Seeing Machines Ltd (AIM: SEE), a developer of non-contact head and eye tracking systems, announced that James Fulton Muir has stepped down as chairman and will continue to serve as a non-executive director. Non-executive director William Mobbs, has been elected as Muir’s successor with immediate effect.

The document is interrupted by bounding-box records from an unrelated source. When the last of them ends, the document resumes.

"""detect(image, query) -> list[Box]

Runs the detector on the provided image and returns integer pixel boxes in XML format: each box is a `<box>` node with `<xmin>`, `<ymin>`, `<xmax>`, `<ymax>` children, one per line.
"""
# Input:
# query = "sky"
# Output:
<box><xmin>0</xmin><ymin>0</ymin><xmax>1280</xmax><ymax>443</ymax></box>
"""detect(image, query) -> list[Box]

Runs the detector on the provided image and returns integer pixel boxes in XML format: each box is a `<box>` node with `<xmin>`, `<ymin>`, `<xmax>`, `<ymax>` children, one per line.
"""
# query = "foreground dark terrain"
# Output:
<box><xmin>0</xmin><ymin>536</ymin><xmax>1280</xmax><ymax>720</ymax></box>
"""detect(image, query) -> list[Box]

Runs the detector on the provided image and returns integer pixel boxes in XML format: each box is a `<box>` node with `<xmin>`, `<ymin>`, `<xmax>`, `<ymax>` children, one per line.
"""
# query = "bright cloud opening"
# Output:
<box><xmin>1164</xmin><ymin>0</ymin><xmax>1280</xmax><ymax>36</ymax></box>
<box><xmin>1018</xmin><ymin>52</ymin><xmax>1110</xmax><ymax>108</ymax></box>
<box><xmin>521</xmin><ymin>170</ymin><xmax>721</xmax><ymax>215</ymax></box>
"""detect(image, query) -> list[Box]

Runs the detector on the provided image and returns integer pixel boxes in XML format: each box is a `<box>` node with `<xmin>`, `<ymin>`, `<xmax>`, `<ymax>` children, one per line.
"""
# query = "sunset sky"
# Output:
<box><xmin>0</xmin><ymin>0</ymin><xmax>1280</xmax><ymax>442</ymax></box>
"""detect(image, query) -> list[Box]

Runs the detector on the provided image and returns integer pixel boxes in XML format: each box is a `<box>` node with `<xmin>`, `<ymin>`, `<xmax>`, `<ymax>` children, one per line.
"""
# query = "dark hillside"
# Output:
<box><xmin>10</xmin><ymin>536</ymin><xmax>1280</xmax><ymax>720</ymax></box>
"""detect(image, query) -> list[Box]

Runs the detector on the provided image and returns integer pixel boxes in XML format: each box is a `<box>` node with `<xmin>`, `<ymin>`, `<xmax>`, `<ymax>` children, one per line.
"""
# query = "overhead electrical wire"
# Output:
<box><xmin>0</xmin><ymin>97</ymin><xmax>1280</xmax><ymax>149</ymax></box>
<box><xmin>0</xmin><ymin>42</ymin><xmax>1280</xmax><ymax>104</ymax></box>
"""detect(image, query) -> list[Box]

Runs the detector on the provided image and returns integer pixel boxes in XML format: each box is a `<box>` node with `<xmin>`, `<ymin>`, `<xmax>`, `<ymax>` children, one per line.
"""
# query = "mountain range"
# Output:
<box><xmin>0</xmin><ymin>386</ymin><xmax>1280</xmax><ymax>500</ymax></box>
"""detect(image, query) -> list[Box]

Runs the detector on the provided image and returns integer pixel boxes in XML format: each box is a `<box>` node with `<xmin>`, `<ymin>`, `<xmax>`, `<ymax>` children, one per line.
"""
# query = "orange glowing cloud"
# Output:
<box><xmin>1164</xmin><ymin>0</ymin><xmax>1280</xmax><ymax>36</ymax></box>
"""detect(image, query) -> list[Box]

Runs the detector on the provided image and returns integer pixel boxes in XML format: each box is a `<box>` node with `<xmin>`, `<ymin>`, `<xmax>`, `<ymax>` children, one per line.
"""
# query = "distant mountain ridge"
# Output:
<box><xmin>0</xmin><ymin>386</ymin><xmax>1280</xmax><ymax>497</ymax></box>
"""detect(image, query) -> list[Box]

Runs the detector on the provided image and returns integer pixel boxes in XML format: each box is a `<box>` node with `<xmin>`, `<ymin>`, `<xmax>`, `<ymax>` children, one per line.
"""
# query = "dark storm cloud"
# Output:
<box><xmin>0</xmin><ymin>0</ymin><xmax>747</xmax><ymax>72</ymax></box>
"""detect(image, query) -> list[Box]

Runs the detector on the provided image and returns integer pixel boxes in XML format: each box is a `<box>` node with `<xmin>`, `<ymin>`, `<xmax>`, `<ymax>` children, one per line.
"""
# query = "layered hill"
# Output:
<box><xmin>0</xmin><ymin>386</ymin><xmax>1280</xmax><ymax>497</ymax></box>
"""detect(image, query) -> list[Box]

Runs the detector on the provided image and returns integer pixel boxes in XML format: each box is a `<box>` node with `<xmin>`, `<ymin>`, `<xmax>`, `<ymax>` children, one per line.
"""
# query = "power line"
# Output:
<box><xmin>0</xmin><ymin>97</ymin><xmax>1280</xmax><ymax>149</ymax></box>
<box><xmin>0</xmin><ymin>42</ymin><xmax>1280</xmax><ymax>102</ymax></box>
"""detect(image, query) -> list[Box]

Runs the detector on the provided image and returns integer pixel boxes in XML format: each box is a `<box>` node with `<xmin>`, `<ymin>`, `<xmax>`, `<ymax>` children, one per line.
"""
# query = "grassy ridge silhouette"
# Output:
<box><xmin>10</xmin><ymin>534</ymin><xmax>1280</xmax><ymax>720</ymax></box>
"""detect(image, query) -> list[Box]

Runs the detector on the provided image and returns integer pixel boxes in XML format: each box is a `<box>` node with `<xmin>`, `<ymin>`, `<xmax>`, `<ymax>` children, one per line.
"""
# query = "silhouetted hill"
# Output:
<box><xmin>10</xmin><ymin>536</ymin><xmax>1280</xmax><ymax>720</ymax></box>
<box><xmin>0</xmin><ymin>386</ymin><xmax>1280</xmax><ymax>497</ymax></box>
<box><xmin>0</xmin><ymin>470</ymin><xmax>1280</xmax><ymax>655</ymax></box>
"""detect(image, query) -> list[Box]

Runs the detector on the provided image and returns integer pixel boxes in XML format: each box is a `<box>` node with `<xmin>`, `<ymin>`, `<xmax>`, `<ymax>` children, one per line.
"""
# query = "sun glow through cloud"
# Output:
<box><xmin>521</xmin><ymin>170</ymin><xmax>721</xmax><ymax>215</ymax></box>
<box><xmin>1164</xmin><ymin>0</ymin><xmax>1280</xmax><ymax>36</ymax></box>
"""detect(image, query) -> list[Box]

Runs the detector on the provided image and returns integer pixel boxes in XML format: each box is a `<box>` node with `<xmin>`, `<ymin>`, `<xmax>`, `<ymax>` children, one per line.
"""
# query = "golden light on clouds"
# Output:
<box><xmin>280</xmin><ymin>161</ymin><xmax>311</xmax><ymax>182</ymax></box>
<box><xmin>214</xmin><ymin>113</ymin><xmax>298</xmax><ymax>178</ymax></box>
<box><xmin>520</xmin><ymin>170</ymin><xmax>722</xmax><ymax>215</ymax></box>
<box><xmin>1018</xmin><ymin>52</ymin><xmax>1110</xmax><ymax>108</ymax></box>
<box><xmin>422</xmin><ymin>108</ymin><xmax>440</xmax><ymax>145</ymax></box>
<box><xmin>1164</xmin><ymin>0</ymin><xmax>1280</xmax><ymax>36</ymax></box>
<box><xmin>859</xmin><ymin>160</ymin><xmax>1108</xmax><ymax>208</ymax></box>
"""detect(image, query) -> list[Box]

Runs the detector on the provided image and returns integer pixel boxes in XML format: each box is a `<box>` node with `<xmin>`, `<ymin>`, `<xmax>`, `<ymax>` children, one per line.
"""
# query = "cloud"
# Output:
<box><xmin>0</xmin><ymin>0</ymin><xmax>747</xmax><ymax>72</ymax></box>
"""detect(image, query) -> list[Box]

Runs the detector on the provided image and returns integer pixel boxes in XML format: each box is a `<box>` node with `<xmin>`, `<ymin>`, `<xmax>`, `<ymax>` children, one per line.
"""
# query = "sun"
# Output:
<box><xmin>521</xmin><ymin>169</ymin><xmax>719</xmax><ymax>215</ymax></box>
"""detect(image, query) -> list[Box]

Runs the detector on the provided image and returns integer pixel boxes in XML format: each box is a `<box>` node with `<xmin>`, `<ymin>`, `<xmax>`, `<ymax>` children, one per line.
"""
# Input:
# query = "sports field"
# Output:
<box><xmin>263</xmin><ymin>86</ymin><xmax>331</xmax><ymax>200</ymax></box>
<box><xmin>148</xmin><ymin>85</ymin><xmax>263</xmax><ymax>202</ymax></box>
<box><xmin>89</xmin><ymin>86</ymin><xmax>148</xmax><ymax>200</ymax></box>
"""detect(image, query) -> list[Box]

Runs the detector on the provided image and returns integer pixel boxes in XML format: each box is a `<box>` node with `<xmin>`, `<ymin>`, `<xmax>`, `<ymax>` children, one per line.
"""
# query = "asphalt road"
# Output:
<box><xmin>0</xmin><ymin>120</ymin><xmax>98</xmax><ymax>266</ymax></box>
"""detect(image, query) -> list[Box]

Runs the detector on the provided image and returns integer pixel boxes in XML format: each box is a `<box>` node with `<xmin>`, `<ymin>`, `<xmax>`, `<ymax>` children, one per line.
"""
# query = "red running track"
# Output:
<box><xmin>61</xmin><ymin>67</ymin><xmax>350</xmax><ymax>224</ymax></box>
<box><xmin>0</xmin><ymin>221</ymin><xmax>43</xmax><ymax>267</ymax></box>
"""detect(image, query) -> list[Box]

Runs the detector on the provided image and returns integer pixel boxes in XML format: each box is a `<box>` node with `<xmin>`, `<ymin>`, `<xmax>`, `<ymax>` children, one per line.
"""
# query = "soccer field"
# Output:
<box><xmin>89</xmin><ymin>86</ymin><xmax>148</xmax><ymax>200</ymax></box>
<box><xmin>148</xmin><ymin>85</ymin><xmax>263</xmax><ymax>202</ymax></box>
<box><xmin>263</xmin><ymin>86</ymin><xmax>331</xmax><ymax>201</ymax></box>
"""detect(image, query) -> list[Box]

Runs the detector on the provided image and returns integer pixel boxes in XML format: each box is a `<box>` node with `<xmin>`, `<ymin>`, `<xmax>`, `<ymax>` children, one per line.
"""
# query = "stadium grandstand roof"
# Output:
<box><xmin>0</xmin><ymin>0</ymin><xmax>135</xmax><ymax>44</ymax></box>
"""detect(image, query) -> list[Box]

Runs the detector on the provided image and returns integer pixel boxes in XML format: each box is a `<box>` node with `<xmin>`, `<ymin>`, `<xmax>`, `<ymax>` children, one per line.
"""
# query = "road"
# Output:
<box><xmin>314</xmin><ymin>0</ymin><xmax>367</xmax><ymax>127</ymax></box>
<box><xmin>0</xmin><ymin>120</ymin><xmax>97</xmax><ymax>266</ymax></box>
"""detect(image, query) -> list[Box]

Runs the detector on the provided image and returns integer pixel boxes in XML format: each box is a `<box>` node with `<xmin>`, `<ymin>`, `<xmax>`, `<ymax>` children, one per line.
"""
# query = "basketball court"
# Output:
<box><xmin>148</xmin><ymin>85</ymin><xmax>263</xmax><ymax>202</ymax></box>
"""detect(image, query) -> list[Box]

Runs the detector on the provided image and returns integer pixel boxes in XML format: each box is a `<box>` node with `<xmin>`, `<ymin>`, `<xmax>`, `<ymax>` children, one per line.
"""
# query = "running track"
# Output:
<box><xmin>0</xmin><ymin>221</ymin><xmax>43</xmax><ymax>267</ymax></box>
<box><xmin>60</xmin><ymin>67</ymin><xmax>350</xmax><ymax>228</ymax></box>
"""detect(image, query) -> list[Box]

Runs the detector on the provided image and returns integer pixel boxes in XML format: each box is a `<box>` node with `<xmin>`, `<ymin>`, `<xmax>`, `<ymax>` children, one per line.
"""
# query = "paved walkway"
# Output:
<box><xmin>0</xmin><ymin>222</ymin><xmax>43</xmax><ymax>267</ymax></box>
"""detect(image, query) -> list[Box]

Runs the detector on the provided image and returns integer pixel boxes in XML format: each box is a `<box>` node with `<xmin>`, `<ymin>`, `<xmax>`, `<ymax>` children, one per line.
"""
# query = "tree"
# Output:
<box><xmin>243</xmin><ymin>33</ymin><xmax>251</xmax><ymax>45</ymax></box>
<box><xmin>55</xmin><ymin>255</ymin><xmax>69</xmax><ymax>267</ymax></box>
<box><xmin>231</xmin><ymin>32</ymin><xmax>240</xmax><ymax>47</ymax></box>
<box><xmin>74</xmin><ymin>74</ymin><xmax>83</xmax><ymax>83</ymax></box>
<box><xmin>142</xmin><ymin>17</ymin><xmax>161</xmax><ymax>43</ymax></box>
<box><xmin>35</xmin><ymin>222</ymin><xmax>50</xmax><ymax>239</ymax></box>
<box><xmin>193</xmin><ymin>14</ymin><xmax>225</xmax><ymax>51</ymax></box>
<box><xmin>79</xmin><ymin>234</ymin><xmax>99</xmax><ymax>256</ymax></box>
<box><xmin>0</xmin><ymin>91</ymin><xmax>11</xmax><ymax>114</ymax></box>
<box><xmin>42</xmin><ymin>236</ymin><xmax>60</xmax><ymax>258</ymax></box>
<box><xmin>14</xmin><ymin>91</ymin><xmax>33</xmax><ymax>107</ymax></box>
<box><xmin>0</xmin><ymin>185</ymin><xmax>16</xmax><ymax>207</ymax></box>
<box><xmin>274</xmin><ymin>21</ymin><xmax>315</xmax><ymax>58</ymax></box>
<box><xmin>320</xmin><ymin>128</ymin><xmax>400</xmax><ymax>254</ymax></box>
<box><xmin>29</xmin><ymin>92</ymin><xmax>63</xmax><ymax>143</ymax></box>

Iron ore and coal developer and miner London Mining (AIM: LOND) has been admitted to the Alternative Investment Market (‘AIM’) of the London Stock Exchange (‘LSE’) today and will start trading today.

Queensland gold miner Allied Gold (ASX:ALD; AIM:AGLD) has received conditional approval from the Toronto Stock Exchange (“TSX”) for the listing of its ordinary shares on the TSX.

Fox-Davies Capital has increased its price target for Ascent Resources PLC (AIM: AST) to 20 pence the previous 11p, after “having carried out a critical review of the assets and a revised valuation”. It is maintaining its ‘buy’ stance on the Europe-focused Oil and gas exploration and production company.

Stockbroker WH Ireland (AIM: WHI) has halved its stake in its Australian subsidiary, which lost more than A$0.5 million in the first half.

Westminster Group PLC (AIM: WSG) said it won a contract extension valued at US$2.72 million from the Government of Southern Sudan (GOSS) for additional security at Juba International Airport, Southern Sudan.

Copper and nickel explorer Regency Mines (AIM: RGM) has launched a joint venture (JV) with Sydney based Direct Nickel (DNi) to pilot and apply DNi’s advanced nickel/cobalt leaching technology at Regency’s Mambare lateritic nickel deposit in Papua New Guinea.

Shares in Gladstone PLC (LSE: GLD) rose more than 18 percent to 29.5 pence by midday in London trade after the software group announced has received approaches from third parties regarding a possible offer for the company.